Beide Landesarbeitsgerichte gaben den Arbeitnehmern recht. Die Arbeitgeber mussten den Fehlbetrag auffüllen. Dies ergebe sich aus der gesetzlichen Nachschussverpflichtung in § 1 Abs. 1 S. 3 BetrAVG.

Die Arbeitgeber hätten ihre Verpflichtung aus der betrieblichen Altersversorgung nicht schon dadurch erfüllt, dass sie die Beiträge an die Pensionskasse abgeführt haben. Das Gesetz sehe im Rahmen der betrieblichen Altersversorgung nur Leistungszusagen, beitragsorientierte Leistungszusagen oder Beitragszusagen mit Mindestgarantie vor (§ 1 Abs. 1 und 2 BetrAVG). Daher waren sich die Gerichte einig, dass im konkreten Fall keine reine Beitragszusage vorliege, sondern eine beitragsorientierte Leistungszusage. Die zugesagte Leistung erfasse auch die Überschussanteile, auf die die Arbeitnehmer nach den Satzungsbestimmungen einen Anspruch haben.

Zwar sei die Pensionskasse berechtigt gewesen, die Leistungen zu kürzen. Allerdings habe dies keine Auswirkungen auf die Höhe der Versorgungsleistungen, für die die Arbeitgeber einstehen müssten. Die Kürzung durch die Pensionskasse betreffe lediglich das Versicherungsverhältnis. Die arbeitsrechtliche Versorgungszusage des Arbeitgebers gegenüber den Arbeitnehmern bleibe hiervor unberührt. Die Satzungsbestimmungen der Pensionskasse zur Herabsetzung der Leistung seien nicht Inhalt des Versorgungsversprechens gewesen, da andernfalls eine unzulässige Beitragszusage vorläge.

Das LAG Hessen führt weiter aus, dass auch eine dynamische Verweisung in der Versorgungszusage auf die Leistungsbestimmungen der Pensionskasse die Leistungspflicht des Arbeitgebers nicht beschränke. Denn durch die Leistungskürzung habe die Pensionskasse ihre Tarif- und Versicherungsbedingungen nicht neu geordnet. Sie habe lediglich bestimmt, dass sie ihrer vollen versicherungsrechtlichen Leistungspflicht nach den Leistungsbestimmungen nicht nachkomme.

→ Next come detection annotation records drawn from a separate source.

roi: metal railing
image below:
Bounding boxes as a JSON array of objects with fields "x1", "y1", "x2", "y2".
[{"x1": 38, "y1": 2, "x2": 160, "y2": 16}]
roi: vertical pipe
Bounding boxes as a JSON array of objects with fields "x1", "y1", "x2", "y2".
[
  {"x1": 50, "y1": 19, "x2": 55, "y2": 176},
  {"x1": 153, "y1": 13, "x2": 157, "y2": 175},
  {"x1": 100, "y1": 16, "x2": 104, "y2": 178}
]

Dies habe keine Auswirkungen auf die arbeitsrechtliche Versorgungszusage, für die unverändert die Tarif- und Versicherungsbestimmungen gelten würden.

Führten satzungsgemäße Leistungsherabsetzungen wegen wirtschaftlicher Schwierigkeiten des Versorgungsträgers zu einer Entlastung des Arbeitgebers, widerspräche das dem Schutzzweck der Nachschussverpflichtung in § 1 Abs. 1 S. 3 BetrAVG. Der Arbeitgeber solle durch die Einschaltung eines Dritten (hier der Pensionskasse) nicht entlastet werden. Vielmehr müsse er gerade dann einstehen, wenn der Dritte nicht leistungsfähig sei.

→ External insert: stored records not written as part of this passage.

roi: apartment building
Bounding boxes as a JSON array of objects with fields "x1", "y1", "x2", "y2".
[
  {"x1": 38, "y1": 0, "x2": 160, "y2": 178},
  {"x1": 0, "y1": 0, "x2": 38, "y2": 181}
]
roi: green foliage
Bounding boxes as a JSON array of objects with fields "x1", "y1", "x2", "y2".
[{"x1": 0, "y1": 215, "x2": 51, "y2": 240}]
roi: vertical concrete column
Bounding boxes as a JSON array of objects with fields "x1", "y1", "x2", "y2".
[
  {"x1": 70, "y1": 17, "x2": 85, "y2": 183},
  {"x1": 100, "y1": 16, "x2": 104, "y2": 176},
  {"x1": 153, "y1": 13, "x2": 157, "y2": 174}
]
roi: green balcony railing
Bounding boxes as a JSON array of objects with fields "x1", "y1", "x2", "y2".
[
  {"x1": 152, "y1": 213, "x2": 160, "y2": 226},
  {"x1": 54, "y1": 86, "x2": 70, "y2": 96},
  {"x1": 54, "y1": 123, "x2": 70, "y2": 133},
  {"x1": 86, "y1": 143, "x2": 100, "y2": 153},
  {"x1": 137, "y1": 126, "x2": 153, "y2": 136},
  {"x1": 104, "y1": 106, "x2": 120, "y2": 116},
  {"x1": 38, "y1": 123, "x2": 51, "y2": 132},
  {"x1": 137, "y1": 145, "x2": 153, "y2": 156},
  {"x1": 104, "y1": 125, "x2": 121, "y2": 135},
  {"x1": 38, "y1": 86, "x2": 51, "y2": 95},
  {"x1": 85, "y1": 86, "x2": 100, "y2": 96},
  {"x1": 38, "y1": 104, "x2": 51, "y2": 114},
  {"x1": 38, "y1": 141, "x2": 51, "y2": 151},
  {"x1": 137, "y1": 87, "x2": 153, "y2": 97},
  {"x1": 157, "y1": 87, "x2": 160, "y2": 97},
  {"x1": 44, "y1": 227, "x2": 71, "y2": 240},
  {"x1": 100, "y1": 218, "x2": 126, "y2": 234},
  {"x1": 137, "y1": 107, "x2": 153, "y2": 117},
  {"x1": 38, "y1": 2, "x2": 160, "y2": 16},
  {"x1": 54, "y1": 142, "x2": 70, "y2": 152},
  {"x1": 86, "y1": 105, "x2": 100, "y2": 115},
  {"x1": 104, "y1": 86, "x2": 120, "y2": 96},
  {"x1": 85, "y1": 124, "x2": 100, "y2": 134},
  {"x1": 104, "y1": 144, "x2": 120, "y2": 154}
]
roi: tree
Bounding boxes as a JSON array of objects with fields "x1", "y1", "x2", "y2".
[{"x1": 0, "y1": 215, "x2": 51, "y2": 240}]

Die Pensionskasse in den beiden Entscheidungen war eine regulierte Pensionskasse. Anders als deregulierte Pensionskassen unterliegen regulierte Pensionskassen nicht den gleichen Anforderungen an Rechnungszins und Kalkulation wie normale Lebensversicherer. Sie können ihren von der Bundesanstalt für Finanzdienstleistungsaufsicht genehmigten Tarif mit einem höheren Rechnungszins anbieten. Kalkulieren daher insbesondere die deregulierten Pensionskassen der Versicherer mit einem “Garantiezins” von 2,25 %, kann dieser Zins bei einer regulierten Pensionskasse (oft Firmenpensionskassen) z.B. bei 4 %. liegen. Die zugesagte Garantieleistung ist höher.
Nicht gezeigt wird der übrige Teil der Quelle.